Pooling funds and knowledge

The knowledge and expertise within the collaboration was a particular benefit for funders who were less familiar with the legal advice sector. Access to justice is relevant to many funders’ missions, but it may not be a big part of their funding programmes. The involvement of more specialist foundations, who work specifically on legal advice, created a safe space for those who were new to the sector and wanted to contribute without the risk of duplication. 

All funders involved benefited from being more aware of what others were doing. Our collective knowledge gave us a good understanding of the sector, where our grants were going and where the gaps and opportunities were. This helped us to begin collating more consistent and complete data on the sector. Ultimately, we were able to distribute funding more strategically and make better-informed decisions - which meant more money going to where it was most needed.

The partnership’s credibility gave us greater leveraging power. We could secure more funding for the sector as a collective than we could have as individual organisations. As well as our own pooled funds, CJF brought in money from the National Lottery Community Fund and the Ministry of Justice. Frontline organisations tell us that, as independent funders, we have a role to play in championing the sector and the cause of legal advice. The collaborative allows us to speak with a single voice, which is something we’re looking to embed more in the next phase of the Fund.

A shift in gear

Our collaboration has shifted the way we do things forever. I don’t think we would ever go back to working in isolation now we know we can be more effective by working together and sharing expertise. Making application processes as simple as possible is another thing that feels important to continue as we move beyond emergency response. The cultural shift towards lighter-touch ways of working with our partners has been incredibly beneficial.

We are now developing our strategy for the next 10 years. We aim to develop a suitable funding mechanism for the delivery of advice, which is a huge job requiring a longer-term vision. This shift in gear has brought up new challenges with navigating different funders’ views on what to prioritise.

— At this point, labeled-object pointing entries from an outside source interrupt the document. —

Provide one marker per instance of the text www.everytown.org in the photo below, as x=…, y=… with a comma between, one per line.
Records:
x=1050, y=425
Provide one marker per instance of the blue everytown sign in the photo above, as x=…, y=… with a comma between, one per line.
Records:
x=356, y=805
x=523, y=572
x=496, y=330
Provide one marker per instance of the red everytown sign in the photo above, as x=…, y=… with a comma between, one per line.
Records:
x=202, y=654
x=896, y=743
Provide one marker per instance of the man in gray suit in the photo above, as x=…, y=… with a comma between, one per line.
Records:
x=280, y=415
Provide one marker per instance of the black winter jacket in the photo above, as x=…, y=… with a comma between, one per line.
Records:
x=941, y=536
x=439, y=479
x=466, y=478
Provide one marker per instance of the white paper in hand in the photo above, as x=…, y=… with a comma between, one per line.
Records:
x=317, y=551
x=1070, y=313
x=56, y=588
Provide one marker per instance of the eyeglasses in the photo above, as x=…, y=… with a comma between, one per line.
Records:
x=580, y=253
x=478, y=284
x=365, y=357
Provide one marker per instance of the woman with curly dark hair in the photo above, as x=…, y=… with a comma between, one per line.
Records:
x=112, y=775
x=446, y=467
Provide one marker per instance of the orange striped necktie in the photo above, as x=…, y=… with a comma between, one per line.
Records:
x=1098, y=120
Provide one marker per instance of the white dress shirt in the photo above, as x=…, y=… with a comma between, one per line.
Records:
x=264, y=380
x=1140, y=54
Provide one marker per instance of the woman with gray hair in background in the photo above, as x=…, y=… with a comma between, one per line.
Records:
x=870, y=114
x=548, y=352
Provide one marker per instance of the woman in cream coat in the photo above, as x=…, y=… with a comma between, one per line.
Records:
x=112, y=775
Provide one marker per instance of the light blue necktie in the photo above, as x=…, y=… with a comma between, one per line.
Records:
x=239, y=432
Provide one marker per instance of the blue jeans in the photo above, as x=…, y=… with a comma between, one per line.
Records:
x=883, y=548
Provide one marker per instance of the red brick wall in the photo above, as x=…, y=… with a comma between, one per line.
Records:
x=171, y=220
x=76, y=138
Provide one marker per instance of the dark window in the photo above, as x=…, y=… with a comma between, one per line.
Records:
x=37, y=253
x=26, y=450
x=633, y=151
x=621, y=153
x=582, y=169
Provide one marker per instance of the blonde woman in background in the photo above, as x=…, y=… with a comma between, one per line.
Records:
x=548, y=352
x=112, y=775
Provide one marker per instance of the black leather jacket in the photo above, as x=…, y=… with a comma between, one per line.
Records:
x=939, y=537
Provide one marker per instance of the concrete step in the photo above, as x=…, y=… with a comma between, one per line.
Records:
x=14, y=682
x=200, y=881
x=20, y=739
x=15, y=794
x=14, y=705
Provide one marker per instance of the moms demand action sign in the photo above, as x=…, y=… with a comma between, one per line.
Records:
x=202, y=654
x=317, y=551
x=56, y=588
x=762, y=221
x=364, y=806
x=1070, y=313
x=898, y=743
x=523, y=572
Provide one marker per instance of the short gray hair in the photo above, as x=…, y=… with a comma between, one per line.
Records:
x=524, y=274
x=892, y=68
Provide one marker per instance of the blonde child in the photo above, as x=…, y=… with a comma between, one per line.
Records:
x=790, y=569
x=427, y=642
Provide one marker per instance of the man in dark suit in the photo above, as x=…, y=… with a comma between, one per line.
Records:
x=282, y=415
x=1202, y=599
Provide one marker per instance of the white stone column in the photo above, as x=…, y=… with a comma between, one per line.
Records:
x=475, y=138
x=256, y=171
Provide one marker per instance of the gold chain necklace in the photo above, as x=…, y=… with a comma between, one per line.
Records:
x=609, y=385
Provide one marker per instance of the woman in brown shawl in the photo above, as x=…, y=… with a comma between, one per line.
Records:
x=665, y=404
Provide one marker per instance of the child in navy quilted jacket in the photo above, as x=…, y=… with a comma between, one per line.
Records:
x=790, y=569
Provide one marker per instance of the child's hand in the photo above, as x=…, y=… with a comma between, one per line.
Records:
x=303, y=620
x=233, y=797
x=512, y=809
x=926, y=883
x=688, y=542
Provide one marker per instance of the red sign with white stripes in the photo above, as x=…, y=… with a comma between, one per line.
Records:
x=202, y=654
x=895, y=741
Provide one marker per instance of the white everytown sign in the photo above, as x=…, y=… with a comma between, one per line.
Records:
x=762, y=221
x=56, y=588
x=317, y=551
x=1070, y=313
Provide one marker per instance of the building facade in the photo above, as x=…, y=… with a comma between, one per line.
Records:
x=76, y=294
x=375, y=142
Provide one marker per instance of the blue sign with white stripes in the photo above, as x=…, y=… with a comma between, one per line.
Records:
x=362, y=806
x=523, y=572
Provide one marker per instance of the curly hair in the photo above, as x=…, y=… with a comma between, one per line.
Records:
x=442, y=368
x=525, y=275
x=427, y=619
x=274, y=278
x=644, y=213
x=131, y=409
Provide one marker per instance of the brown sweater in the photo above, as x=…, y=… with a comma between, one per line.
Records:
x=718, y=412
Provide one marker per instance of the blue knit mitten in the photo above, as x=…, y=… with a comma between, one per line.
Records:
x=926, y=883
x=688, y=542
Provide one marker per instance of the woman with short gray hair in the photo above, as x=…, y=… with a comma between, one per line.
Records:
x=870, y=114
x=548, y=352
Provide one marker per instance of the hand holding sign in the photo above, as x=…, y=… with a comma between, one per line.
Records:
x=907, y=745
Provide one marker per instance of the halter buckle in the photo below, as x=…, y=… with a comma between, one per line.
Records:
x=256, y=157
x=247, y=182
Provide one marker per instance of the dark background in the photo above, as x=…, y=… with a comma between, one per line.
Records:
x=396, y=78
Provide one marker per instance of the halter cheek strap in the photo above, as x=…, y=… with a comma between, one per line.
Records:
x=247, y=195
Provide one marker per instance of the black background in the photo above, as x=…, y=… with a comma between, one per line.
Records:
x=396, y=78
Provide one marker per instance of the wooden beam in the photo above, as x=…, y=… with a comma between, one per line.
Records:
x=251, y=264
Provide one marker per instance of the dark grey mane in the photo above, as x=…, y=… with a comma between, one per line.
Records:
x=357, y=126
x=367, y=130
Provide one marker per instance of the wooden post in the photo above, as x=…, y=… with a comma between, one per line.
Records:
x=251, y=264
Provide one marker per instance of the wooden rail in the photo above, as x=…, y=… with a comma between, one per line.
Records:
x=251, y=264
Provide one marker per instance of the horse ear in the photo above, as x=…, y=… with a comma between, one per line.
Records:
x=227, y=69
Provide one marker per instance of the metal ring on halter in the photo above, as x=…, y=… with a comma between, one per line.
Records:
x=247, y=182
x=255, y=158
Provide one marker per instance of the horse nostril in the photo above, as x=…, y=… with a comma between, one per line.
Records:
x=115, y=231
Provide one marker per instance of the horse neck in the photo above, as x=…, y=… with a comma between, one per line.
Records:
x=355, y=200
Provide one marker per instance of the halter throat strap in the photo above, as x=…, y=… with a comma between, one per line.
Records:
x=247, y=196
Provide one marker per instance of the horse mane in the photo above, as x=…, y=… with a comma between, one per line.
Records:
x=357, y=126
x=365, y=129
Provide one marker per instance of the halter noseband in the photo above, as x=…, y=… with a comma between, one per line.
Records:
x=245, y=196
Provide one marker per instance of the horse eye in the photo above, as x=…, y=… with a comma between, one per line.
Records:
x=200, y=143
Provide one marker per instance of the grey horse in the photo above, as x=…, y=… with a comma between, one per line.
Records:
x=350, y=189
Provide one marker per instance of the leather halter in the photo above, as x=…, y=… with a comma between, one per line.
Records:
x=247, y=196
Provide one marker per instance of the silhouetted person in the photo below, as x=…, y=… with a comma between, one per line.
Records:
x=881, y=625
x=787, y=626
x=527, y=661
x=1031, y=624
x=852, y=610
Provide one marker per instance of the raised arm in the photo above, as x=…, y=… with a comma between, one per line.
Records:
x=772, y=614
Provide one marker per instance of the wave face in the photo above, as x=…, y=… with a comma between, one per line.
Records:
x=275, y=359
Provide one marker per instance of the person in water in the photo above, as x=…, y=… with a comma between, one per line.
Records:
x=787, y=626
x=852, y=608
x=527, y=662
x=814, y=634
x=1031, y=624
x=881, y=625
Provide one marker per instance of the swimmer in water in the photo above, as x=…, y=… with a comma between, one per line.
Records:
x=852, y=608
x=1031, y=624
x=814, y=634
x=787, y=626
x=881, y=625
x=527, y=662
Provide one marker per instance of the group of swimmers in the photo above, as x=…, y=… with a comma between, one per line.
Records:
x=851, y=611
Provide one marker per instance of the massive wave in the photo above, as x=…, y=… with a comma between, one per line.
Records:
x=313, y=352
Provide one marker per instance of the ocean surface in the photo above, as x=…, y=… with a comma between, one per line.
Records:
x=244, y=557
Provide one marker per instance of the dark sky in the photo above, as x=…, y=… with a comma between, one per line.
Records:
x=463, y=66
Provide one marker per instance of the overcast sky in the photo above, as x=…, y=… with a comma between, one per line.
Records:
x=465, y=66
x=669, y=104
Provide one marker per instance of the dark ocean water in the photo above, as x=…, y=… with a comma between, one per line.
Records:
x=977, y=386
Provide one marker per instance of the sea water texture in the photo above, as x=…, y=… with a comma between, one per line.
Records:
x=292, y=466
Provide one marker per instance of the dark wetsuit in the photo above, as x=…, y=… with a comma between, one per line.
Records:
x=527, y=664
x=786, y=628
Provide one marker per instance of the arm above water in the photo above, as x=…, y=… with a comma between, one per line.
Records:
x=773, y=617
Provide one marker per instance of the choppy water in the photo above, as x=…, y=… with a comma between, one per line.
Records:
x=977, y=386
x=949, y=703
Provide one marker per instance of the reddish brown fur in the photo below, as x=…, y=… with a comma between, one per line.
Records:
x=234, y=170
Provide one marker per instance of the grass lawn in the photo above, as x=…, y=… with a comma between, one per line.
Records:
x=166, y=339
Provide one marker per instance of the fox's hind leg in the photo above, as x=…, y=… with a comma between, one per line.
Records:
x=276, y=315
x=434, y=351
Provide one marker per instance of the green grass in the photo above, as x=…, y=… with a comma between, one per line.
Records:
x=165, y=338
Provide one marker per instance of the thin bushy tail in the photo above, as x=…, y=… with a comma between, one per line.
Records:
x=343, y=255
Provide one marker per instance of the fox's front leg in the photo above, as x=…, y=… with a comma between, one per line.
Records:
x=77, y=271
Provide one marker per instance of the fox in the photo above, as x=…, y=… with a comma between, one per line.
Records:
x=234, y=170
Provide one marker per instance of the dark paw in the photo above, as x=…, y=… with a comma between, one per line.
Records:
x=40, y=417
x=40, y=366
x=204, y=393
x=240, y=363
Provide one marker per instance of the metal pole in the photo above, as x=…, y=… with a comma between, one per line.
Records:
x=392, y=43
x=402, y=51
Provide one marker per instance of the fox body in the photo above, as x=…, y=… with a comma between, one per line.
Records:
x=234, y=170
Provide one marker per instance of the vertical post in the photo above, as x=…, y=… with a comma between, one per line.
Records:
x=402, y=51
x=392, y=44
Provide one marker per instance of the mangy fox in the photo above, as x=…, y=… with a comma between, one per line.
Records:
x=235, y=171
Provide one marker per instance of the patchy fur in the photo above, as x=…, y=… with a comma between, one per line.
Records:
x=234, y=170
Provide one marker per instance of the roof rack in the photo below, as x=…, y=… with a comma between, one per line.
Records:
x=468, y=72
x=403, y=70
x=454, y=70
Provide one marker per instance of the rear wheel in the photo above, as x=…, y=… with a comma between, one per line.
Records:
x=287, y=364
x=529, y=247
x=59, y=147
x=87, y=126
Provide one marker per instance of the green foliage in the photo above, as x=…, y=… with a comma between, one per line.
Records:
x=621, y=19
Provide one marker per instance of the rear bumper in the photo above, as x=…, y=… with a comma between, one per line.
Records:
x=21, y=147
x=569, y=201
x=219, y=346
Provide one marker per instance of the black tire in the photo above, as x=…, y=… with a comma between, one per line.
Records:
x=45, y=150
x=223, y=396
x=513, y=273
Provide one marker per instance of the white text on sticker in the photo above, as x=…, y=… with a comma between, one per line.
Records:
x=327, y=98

One thing we know is that we shouldn’t be making decisions separately from the advice sector itself. Having frontline agencies and sector bodies from across the UK on the fund's steering group was an important asset. We are reviewing our governance structures, trying to find a way to be genuinely inclusive, open and transparent, without this becoming onerous. Our new strategy will also focus on how we best articulate the importance of funding the sector. Data and learning will be key, helping demonstrate the added value of the collaborative to funders - whether they are already engaged or considering joining us.